Siyasi iktidar, baroların haftalardır süren eylemlerini önce
görmezden gelmeyi denedi; baktı olmuyor, eylemleri engellemeye
çalıştı; o da olmayınca baro başkanlarını suçlayan, onları hedef
gösteren açıklamalara sarıldı. Bu bile iktidarın, baroların
eyleminin gücü karşısında nasıl bir şaşkınlığa düştüğünü
gösteriyor. Adalet ve Kalkınma Partisi ile partinin Genel Başkanı
ve Cumhurbaşkanı Erdoğan artık toplum kesimlerini doğru
okuyamıyor.
Siyasi iktidar her gün iktidarda kalma arzusuyla daha da
zalimleşebileceğinin örneklerini sıralıyor. Güvenlik güçleri
tarafından işkenceye uğrayan yurttaşlar, iktidarın toplumdan
kaçırmak istediği haberleri yayınlayan televizyon ve gazetelere
kesilen ağır cezalar, kadına yönelik şiddetle mücadele için
çıkarılan İstanbul Sözleşmesi’ne karşı açıklamalar, sosyal medyayı
zapturapt altına alma isteği, Sakarya Hendek’te defalarca patladığı
halde ölüm saçmaya devam eden havai fişek fabrikasındaki patlamanın
araştırılması önergesine dahi “hayır” diyecek kadar partizanlık ve
daha neler neler…
Tüm kamuoyu yoklamaları 18 yıldır iktidarda olan AK Parti’nin
oyunun giderek eridiğini gösteriyor. Peki muhalefet ne yapıyor? Tek
insan rejimine karşı yan yana durması gereken, ancak bu şekilde
güçlü olabilecek muhalefet partileri iki ileri bir geri sayıyor,
kimi zaman siyasi iktidarın değirmenine adeta su taşıyor. Zulme
isyan edenlerin en büyük zorluğu, iktidarın yanı sıra muhalefetle
de mücadele etmek zorunda kalması.
Kürtlere, Alevilere, göçmenlere, LGBTİ’lere, kadınlara,
çocuklara, emekçilere, farklı dinlere mensup tüm yurttaşlara
hunharca bir saldırı var. Muhalefet partileri baro başkanlarına
baksalar yeter. Onların gücü, hangi siyasi partiye oy verirse
versinler, mesleğini savunmak için yan yana durabilmelerinde ve
aynı sözcüklerle itiraz edebilmelerinde. Muhalefet, insanın insan
olmaktan dolayı en temel haklarını dahi aynı sözcüklerle savunmayı
başaramazken hangi ittifakı kurarsa kursun, topluma güven veremez.
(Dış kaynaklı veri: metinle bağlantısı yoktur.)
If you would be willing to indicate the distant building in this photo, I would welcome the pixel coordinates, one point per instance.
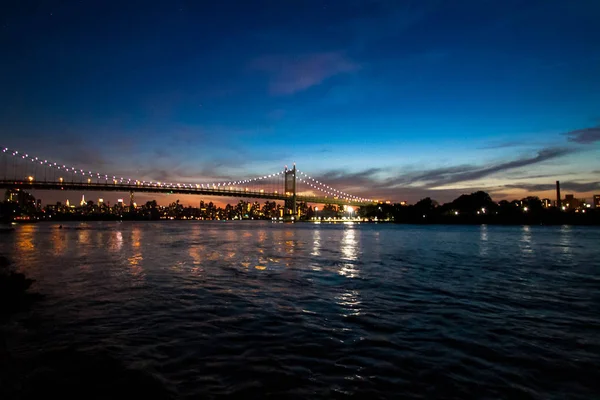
(546, 203)
(570, 202)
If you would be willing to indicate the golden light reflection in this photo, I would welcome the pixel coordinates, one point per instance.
(350, 302)
(483, 240)
(136, 235)
(525, 243)
(349, 253)
(135, 264)
(566, 239)
(195, 253)
(316, 243)
(83, 235)
(58, 241)
(116, 241)
(25, 240)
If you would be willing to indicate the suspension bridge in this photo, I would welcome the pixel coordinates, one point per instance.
(20, 170)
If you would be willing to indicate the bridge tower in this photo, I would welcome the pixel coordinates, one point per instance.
(289, 208)
(131, 201)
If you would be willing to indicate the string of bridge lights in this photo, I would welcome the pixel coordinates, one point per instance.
(312, 182)
(130, 181)
(90, 174)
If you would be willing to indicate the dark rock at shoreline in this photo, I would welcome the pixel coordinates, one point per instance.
(69, 374)
(13, 290)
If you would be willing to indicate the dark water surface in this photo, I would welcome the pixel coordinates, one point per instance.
(319, 311)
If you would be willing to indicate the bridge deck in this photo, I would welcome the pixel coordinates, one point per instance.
(119, 187)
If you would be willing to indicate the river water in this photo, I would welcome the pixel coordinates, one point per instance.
(256, 310)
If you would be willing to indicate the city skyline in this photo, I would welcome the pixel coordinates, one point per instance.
(390, 100)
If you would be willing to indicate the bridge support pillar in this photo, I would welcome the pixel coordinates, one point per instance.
(289, 209)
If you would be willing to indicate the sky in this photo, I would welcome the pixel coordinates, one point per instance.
(385, 99)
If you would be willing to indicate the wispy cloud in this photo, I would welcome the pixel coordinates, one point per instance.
(376, 182)
(584, 136)
(292, 74)
(465, 173)
(578, 187)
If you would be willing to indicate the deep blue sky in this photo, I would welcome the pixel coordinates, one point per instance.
(394, 99)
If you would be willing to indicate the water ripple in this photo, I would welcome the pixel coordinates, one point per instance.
(312, 311)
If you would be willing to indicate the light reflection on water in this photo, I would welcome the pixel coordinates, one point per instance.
(366, 309)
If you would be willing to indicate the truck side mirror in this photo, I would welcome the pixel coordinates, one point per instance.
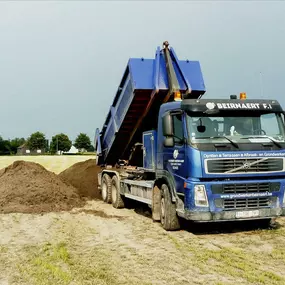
(167, 127)
(169, 142)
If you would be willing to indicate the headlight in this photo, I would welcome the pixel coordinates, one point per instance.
(200, 196)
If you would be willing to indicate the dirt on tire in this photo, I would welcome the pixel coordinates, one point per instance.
(27, 187)
(83, 176)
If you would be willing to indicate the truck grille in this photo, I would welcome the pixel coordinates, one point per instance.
(245, 188)
(247, 203)
(244, 165)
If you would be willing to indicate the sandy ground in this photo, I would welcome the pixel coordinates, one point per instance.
(56, 163)
(98, 244)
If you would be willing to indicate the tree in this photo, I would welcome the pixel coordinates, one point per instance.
(5, 147)
(15, 143)
(60, 142)
(36, 141)
(82, 141)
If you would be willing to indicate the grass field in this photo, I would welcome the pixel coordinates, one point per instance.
(101, 245)
(55, 163)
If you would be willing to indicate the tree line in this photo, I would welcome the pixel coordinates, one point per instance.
(38, 141)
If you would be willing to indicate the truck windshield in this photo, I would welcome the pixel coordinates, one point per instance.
(205, 128)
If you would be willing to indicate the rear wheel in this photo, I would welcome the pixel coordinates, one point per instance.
(168, 217)
(106, 188)
(117, 199)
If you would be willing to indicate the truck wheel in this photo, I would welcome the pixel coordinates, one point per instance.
(117, 200)
(168, 216)
(106, 188)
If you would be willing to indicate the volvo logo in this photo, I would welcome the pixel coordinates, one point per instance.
(246, 165)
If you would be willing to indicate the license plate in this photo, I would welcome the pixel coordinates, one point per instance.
(247, 214)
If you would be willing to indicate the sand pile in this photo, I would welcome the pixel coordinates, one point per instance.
(83, 176)
(28, 187)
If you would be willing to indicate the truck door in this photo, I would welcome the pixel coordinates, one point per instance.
(174, 157)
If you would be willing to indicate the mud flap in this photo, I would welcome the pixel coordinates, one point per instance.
(155, 206)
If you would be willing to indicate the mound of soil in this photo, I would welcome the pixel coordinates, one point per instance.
(83, 176)
(27, 187)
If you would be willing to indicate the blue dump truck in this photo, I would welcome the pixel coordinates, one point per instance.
(189, 158)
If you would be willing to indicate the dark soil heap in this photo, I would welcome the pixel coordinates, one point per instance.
(27, 187)
(83, 176)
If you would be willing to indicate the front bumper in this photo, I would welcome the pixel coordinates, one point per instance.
(199, 216)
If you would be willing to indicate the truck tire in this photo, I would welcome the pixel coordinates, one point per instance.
(168, 217)
(116, 197)
(106, 188)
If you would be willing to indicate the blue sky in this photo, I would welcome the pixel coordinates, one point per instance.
(61, 62)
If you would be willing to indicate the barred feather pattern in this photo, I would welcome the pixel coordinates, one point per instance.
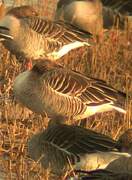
(61, 145)
(34, 37)
(62, 92)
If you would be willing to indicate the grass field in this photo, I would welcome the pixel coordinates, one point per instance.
(111, 60)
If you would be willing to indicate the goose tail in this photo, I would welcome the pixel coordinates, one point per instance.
(4, 34)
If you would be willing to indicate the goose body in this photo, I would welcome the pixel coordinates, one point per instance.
(33, 37)
(120, 168)
(61, 92)
(61, 147)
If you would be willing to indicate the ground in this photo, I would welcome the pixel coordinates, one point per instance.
(110, 60)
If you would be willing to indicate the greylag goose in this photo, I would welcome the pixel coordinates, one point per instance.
(60, 92)
(61, 147)
(85, 14)
(124, 142)
(32, 37)
(106, 175)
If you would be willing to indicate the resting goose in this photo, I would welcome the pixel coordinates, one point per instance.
(124, 142)
(33, 37)
(106, 175)
(61, 147)
(86, 14)
(120, 168)
(60, 92)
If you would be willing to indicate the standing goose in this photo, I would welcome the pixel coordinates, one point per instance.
(61, 147)
(32, 37)
(64, 93)
(86, 14)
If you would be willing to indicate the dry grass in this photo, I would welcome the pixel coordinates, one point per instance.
(111, 61)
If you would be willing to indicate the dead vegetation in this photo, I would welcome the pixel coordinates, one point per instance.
(111, 60)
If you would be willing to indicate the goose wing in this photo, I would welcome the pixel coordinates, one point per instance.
(57, 31)
(74, 84)
(62, 144)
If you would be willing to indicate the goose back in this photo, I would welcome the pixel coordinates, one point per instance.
(66, 93)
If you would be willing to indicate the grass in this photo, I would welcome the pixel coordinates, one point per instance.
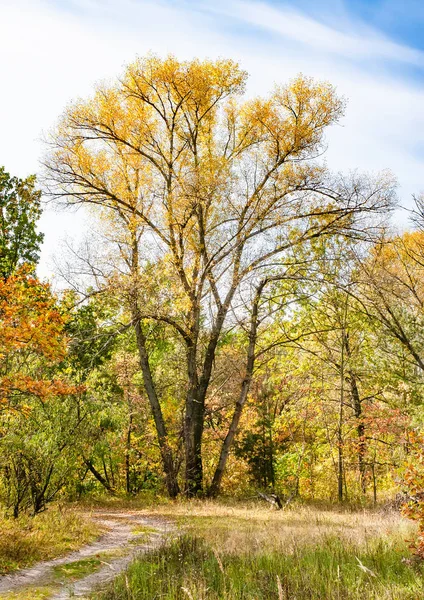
(248, 552)
(30, 593)
(188, 568)
(27, 540)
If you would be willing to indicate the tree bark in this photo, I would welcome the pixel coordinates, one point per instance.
(215, 486)
(357, 409)
(165, 450)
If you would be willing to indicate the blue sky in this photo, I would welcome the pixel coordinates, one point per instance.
(53, 51)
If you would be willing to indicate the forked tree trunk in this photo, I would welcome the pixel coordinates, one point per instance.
(165, 450)
(215, 486)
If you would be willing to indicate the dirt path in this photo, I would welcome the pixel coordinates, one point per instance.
(128, 533)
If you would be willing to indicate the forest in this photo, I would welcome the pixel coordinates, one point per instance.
(237, 344)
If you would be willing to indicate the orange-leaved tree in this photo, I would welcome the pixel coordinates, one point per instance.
(32, 341)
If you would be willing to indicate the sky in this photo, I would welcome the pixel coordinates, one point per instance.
(54, 51)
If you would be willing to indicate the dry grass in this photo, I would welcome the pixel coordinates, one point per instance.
(256, 527)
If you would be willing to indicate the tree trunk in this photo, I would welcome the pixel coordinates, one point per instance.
(215, 486)
(165, 450)
(127, 455)
(357, 409)
(98, 475)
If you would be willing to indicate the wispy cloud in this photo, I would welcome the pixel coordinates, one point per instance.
(55, 50)
(286, 21)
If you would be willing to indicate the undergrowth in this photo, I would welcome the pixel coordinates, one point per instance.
(26, 540)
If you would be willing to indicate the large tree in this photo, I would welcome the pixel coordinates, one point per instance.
(19, 212)
(207, 195)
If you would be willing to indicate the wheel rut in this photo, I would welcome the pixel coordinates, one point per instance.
(127, 534)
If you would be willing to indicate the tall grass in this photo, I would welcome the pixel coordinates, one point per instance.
(188, 568)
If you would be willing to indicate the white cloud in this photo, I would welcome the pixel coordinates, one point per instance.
(51, 55)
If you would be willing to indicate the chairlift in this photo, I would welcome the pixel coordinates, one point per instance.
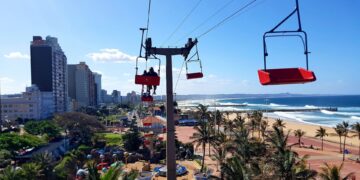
(148, 80)
(194, 75)
(286, 75)
(145, 98)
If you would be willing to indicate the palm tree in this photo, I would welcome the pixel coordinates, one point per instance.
(339, 130)
(220, 156)
(333, 172)
(203, 112)
(9, 173)
(299, 134)
(345, 125)
(253, 125)
(45, 162)
(283, 158)
(113, 173)
(218, 119)
(235, 168)
(200, 138)
(356, 128)
(279, 123)
(229, 127)
(301, 171)
(31, 171)
(257, 117)
(321, 132)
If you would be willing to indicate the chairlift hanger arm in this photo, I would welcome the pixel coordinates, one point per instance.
(297, 11)
(150, 50)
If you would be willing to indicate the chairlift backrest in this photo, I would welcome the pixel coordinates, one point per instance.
(286, 75)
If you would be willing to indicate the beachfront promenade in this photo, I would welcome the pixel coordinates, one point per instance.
(265, 110)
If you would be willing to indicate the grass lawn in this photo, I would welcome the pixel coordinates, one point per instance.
(112, 139)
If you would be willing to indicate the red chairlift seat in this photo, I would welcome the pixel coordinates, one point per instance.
(286, 76)
(147, 80)
(194, 75)
(147, 99)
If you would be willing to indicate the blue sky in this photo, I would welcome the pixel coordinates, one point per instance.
(105, 35)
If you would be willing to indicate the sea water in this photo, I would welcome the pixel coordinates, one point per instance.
(348, 108)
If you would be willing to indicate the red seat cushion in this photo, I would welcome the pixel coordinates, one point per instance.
(147, 98)
(194, 75)
(147, 80)
(285, 76)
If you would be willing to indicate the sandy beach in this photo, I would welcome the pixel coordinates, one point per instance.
(330, 154)
(310, 130)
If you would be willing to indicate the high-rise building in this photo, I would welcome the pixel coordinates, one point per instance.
(49, 70)
(82, 90)
(116, 96)
(97, 78)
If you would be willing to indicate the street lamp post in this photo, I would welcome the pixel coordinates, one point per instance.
(170, 124)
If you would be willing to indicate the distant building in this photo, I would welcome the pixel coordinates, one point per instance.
(116, 96)
(97, 78)
(48, 69)
(32, 104)
(82, 87)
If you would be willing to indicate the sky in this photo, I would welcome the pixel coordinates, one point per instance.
(105, 35)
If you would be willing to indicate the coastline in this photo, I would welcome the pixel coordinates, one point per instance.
(310, 130)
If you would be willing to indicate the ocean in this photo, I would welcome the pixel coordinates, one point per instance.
(348, 108)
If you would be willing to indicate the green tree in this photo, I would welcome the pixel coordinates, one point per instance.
(356, 128)
(263, 128)
(220, 156)
(333, 173)
(66, 168)
(279, 123)
(345, 126)
(255, 119)
(31, 171)
(200, 137)
(236, 167)
(299, 134)
(14, 142)
(9, 173)
(79, 126)
(43, 127)
(5, 158)
(339, 130)
(132, 140)
(44, 160)
(321, 133)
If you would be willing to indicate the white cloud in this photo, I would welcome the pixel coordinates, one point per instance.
(99, 72)
(111, 55)
(11, 86)
(6, 80)
(17, 56)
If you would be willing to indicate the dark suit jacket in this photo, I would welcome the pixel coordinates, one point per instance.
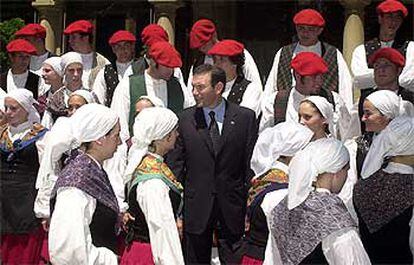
(206, 175)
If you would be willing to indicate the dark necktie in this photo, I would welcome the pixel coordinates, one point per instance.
(214, 131)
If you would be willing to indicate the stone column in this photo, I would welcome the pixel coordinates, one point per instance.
(165, 15)
(51, 17)
(354, 27)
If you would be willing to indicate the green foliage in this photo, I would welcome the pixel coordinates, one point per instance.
(7, 30)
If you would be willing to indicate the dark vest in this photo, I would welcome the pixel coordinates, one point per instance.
(111, 76)
(102, 227)
(137, 89)
(284, 74)
(372, 45)
(238, 89)
(32, 83)
(138, 229)
(18, 192)
(403, 92)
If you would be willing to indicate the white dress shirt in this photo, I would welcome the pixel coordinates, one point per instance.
(154, 201)
(344, 76)
(70, 240)
(99, 86)
(251, 97)
(364, 76)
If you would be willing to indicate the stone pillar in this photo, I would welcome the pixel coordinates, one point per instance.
(51, 17)
(165, 12)
(354, 27)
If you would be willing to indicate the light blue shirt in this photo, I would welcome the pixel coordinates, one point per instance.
(219, 111)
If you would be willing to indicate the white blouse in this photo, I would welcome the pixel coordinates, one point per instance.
(154, 200)
(70, 240)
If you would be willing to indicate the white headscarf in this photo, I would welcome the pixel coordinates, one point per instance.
(325, 155)
(87, 95)
(2, 96)
(326, 109)
(157, 102)
(56, 63)
(89, 123)
(25, 98)
(285, 139)
(69, 58)
(396, 139)
(150, 124)
(387, 102)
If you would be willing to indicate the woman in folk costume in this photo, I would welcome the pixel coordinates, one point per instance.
(85, 211)
(312, 224)
(154, 194)
(271, 155)
(20, 145)
(384, 197)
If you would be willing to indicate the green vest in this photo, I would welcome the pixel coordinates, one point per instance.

İYİ Parti Sözcüsü Yavuz Ağıralioğlu’nun kendi tabanını dahi
rahatsız eden “Erdoğan’ı FETÖ ile mücadelede olmazsa olmaz olarak
görüyorum” açıklaması bunlardan sadece biri.
Türkiye’nin itiraz eden milyonlarının kaderine düşen de bu oldu
ne yazık ki: hem iktidarla hem muhalefetle mücadele etmek!